Minimise losses to follow up by regular interviews, face-to-face or by telephone, or postal questionnaires, and possibly a back-up system for tracing participants who do not respond.

We should consider latency time when design a cohort study. If the latency time is too long (many years), we may consider historical cohort study.

Step 5: Ascertaining outcome

Step 6: Analysing data

Risks are useful when the follow-up time is identical (or nearly identical) for all members of the cohort. However, if there is wide variation between study participants in the duration of follow-up, we must take this into account. In this situation, it would be better to calculate a rate.

For analytical cohort study, we use risk/rate ratio/difference to compare the 2 groups.

If there are more than 2 levels of the exposure, we need to choose a level as a baseline that we use to compare with other levels.

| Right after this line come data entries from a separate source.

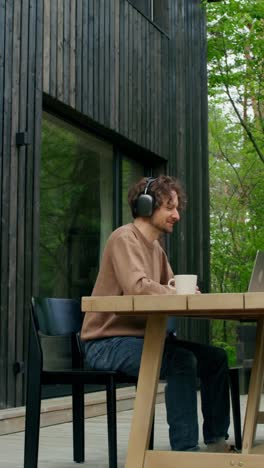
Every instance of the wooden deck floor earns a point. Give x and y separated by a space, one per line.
56 441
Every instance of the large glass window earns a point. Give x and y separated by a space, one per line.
76 210
132 171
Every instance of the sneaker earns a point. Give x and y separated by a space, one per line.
221 447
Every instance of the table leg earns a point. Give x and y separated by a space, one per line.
146 390
255 389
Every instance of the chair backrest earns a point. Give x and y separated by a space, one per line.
57 321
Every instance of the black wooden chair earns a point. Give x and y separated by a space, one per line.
55 357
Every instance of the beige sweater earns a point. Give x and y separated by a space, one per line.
130 265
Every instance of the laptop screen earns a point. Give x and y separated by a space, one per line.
256 283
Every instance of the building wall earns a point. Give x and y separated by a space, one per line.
20 111
105 62
113 67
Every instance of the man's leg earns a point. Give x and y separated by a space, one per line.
212 367
178 368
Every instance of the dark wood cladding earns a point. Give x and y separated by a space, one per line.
106 60
113 67
20 111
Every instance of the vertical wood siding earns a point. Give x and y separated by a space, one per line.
106 60
20 110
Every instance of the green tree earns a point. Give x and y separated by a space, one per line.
236 146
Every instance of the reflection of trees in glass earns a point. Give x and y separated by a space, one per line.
70 208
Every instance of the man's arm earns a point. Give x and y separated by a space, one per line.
130 264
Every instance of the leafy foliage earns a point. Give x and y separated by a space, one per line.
236 145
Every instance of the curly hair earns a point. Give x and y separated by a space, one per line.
160 188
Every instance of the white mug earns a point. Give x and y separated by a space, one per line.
183 284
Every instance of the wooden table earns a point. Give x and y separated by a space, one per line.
157 308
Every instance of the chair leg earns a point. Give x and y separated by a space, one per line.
78 422
32 421
111 421
235 398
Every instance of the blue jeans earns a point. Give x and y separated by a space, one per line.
182 363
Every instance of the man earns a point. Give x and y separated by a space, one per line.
135 263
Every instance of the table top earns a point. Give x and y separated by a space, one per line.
236 306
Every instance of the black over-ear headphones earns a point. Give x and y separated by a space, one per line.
145 203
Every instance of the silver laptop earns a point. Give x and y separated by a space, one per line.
256 283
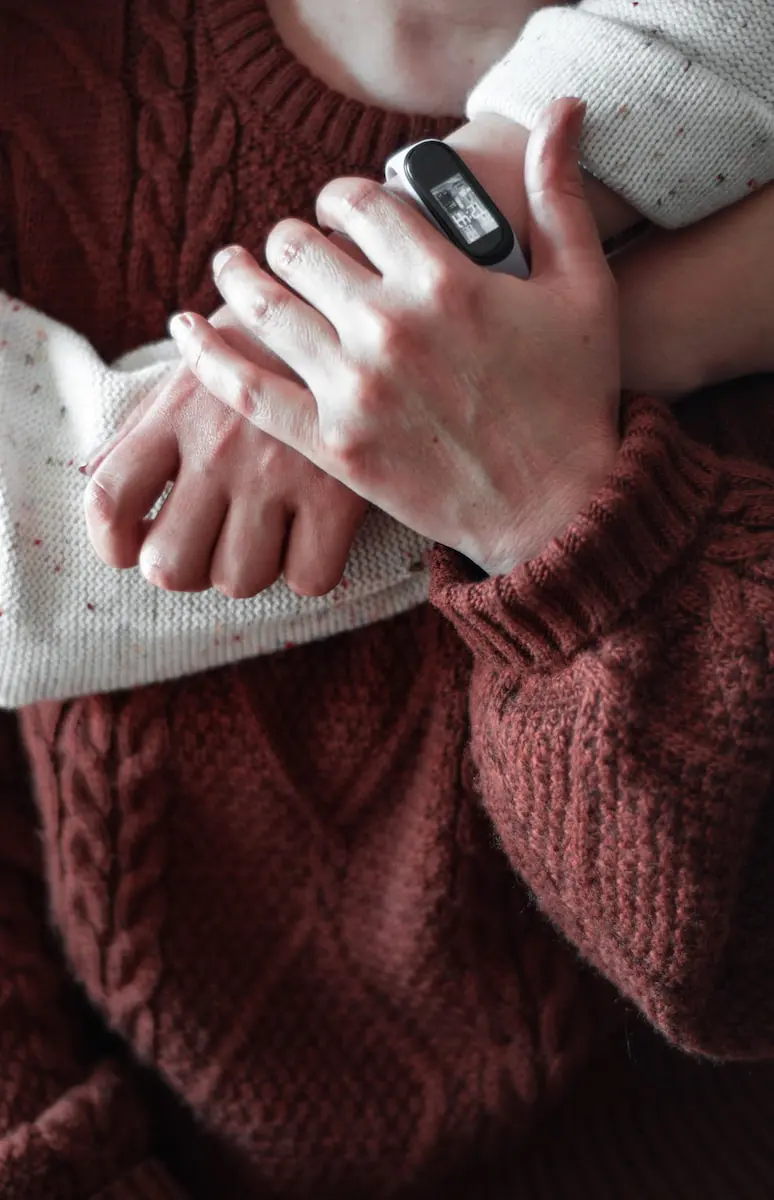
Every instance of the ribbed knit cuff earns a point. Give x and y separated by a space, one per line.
676 125
639 527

This baseline level is usually one of the least or no exposure. If there are few events in this group (very small number), we need to choose another level as baseline as the CI will be wide.

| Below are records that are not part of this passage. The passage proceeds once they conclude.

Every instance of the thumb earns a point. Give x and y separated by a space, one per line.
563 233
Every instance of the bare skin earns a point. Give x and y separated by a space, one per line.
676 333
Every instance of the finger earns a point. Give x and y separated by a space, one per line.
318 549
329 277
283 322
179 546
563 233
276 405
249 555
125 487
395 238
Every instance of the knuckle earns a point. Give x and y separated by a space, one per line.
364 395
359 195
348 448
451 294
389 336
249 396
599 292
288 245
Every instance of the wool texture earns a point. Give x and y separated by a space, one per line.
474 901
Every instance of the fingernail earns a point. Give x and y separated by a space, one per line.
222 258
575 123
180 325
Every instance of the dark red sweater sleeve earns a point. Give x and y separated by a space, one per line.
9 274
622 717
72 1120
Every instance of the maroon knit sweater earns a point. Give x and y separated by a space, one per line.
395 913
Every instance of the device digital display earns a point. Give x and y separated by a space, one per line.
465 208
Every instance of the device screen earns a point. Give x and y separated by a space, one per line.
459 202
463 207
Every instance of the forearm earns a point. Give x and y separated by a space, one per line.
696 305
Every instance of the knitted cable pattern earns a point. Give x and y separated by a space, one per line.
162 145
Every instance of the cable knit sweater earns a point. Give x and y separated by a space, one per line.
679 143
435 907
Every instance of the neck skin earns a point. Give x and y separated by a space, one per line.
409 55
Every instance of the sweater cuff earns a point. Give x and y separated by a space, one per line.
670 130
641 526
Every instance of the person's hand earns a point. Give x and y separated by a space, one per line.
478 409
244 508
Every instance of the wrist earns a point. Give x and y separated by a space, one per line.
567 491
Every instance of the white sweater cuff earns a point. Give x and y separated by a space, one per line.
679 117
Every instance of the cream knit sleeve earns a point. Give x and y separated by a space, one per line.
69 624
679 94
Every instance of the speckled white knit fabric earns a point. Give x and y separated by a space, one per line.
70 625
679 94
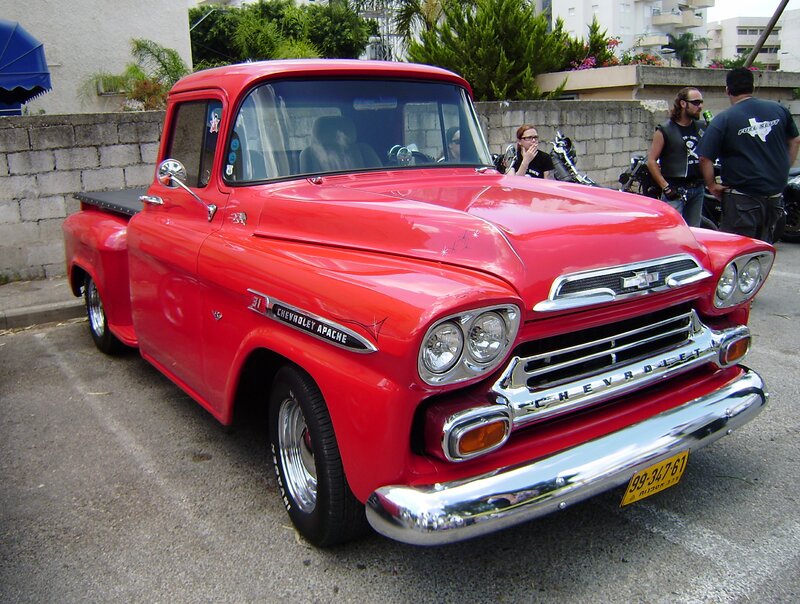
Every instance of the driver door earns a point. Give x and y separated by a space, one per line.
165 241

Note about the changes in exposure.

Step 7: Interpreting results

Bias

1 Selection bias:

  • if the unexposed group is not correctly selected

  • if there is differential loss to follow-up between exposure groups

2 Information bias:

Observer bias:

  • If the researcher knows about the exposure status, s/he might mis-stratify the outcome.

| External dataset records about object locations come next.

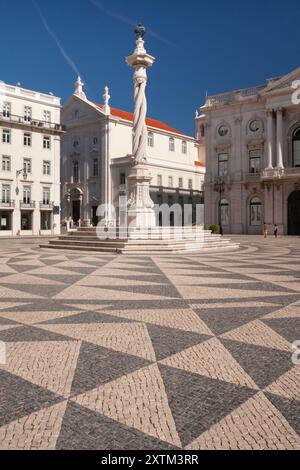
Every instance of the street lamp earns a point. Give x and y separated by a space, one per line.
220 187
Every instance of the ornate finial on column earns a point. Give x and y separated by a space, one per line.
140 61
79 88
106 98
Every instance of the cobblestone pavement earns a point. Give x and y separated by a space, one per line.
178 352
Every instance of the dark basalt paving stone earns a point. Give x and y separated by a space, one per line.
264 365
88 317
19 398
30 334
97 365
223 320
290 409
289 328
197 402
83 429
169 341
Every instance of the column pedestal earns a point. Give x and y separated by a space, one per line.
140 205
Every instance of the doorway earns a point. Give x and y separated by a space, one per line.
294 213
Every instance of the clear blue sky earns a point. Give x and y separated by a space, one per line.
199 45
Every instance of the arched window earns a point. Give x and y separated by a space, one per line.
150 139
224 212
296 148
255 212
75 171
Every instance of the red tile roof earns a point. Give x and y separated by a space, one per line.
150 122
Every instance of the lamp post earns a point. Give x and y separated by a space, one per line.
220 187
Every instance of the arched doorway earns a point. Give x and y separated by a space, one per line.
294 213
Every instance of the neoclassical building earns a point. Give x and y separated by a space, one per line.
252 145
97 155
30 162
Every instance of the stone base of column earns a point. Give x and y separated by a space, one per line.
140 206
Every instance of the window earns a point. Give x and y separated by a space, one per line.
223 164
255 212
6 136
296 148
47 118
224 207
6 193
46 196
46 168
6 163
75 172
150 139
27 140
122 178
46 142
27 113
95 167
26 194
27 165
254 161
6 110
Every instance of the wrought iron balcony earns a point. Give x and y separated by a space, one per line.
4 204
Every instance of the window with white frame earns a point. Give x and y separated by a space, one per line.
150 139
224 207
6 193
46 195
46 167
27 139
26 194
6 136
255 212
46 142
223 164
6 110
95 167
254 161
27 113
6 163
27 165
47 118
172 144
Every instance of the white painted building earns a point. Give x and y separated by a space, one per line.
30 162
97 157
252 146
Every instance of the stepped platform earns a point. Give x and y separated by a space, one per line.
152 241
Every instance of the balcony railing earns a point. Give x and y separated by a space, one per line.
27 205
30 122
46 205
6 204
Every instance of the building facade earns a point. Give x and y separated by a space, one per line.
252 145
97 158
30 162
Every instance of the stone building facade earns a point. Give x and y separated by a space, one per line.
252 146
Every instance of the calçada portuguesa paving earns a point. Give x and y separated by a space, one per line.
176 352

  • If the participants know about the study question, s/he might report inaccurate outcome.

These problems can be minimised by having a strict case definition for the outcome of interest, by using objective measures. We can also try to blind person who carry out diagnosis the outcome to the exposure status of the participant and blind the participants about the hypothesis under the study (concern about ethic)

Confounding

As all observational studies, we should collect all information on potential confounders together with the exposure of interest at the start of the study.

Random errors

9.3 Strength and Weakness

Strength

  • exposure is measured at the start of the study, before the outcome occurs, and so measurement of exposure is not biased by the presence or absence of the outcome

  • the time sequence of events should be clear in a cohort study, minimising the possibility of reverse causality

  • cohort studies can provide data on the time course of the development of the outcome(s), including late effects.

  • more than one outcome can be examined at once

  • rare exposures can be investigated using appropriately selected populations.

Weekness

  • prospective cohorts are slow and potentially expensive if there is a long period between exposure and outcome (long latency)

  • historical cohort studies depend upon pre-existing records of exposure being available, and being reliable

  • they are inefficient for rare diseases (unless the attributable fraction is very high)

  • exposure status may change during study (in which case it may need to be determined again at intervals throughout the study)

  • differential loss to follow-up may introduce bias: this is a particular problem when follow-up is of long duration

  • in long term cohort studies, it may be hard to ensure that diagnostic criteria remain consistent throughout the study, particularly if outcomes are ascertained from routine data sources.